Journal of Urology ; 206(SUPPL 3):e218-e219, 2021.
Article in English | EMBASE | ID: covidwho-1483592

ABSTRACT

INTRODUCTION AND OBJECTIVE: During the COVID-19 pandemic, limits on elective surgical care were instituted by hospitals to preserve resources. Additionally, patients' desire to limit health care contact may impact surgical decision making. We aimed to understand how institutional pressures and patient preference affected the delivery, choice and outcome of ambulatory surgical care for urinary stone disease during the COVID-19 pandemic. METHODS: Reducing Operative Complications from Kidney Stones (ROCKS) is a quality improvement initiative from the Michigan Urological Surgery Improvement Collaborative (MUSIC) that maintains a prospective clinical registry of ureteroscopy (URS) and shockwave lithotripsy (SWL) cases.

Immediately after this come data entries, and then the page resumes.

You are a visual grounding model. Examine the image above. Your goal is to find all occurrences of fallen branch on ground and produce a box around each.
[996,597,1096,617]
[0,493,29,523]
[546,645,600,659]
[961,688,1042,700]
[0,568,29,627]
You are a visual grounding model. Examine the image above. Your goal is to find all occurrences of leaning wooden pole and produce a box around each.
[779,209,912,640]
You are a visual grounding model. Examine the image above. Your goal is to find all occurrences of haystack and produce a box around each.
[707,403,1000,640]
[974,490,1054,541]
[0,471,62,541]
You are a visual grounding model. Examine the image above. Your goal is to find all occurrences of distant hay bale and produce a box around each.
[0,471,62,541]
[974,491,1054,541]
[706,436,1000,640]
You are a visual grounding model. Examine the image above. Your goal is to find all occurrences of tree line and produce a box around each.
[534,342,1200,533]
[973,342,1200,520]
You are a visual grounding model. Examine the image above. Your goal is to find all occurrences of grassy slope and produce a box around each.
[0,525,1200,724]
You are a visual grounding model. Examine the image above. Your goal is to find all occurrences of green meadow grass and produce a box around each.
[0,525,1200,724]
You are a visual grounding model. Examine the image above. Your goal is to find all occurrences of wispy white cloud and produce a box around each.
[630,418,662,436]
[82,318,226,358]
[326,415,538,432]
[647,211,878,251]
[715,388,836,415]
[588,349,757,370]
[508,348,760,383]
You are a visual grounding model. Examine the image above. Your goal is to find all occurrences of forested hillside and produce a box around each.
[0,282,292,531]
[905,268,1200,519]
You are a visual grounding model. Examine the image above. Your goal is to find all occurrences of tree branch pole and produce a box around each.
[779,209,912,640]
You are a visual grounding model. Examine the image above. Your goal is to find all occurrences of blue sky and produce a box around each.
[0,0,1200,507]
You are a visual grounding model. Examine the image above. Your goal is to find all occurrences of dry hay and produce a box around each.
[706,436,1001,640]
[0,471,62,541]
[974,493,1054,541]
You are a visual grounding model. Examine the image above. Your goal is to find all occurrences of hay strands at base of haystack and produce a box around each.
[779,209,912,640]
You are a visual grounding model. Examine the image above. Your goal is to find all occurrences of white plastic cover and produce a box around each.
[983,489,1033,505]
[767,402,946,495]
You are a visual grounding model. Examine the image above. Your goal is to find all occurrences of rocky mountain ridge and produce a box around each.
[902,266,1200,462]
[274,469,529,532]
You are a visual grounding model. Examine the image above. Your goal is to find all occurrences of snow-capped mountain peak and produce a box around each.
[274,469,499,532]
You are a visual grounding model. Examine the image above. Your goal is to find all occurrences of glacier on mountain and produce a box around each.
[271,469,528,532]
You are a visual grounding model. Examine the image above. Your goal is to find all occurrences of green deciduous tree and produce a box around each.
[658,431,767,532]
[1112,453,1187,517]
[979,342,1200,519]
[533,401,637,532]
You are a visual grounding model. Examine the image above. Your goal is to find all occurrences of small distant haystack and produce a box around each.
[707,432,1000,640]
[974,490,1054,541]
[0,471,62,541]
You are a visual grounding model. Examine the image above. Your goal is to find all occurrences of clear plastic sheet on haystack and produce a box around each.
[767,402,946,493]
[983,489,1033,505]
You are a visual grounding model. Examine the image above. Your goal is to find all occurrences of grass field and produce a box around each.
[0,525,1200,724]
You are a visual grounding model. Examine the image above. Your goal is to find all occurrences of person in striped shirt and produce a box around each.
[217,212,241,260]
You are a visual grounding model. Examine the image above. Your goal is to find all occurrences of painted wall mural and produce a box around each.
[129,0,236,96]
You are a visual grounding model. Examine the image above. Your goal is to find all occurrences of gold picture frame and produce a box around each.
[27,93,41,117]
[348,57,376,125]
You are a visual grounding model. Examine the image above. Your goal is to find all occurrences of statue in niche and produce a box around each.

Using this registry, we categorized all cases by time frame, defining July 1st - December 31st 2019 as preCOVID (PC), March 16th - June 15th 2020 as duringCOVID (DC) and June 16th - September 15th 2020 as afterCOVID (AC). Patients in each cohort were characterized across a range of sociodemographic and clinical factors. We assessed changes in procedure choice (URS vs SWL), procedure acuity (elective vs emergent), and outcomes (ED visit and hospitalization within 30 days of surgery). RESULTS: 6375 cases were identified, 4513 URS and 1862 SWL. PC consisted of 3310 cases (2238 URS and 1072 SWL), DC consisted of 1141 cases (888 URS and 253 SWL) and AC consisted of 1924 cases (1387 URS and 537 SWL). A higher proportion of URS cases were performed DC compared to PC and AC (77.8% vs 67.6% vs 72.1%, p <0.001, respectively). A higher percentage of emergent cases in DC compared to PC and AC (21.8% vs 13.7% vs 15.3%, p <0.001, respectively). Significantly more cases in DC compared to PC and AC were prestented, had positive UA/urine culture, ureteral stones, had hydronephrosis, were stented and had longer stent dwell time. ED visits and unplanned hospitalizations were not significantly different. CONCLUSIONS: The COVID-19 pandemic resulted in a lower overall stone treatment rates and higher proportions of URS compared to SWL. Significantly more emergent cases for ureteral stones with positive UA/urine cultures and evidence of obstruction were performed duringCOVID with higher stent placement rates and longer stent dwell times. These data pointing towards preference for higher intensity or acuity cases without differences in unplanned healthcare encounters.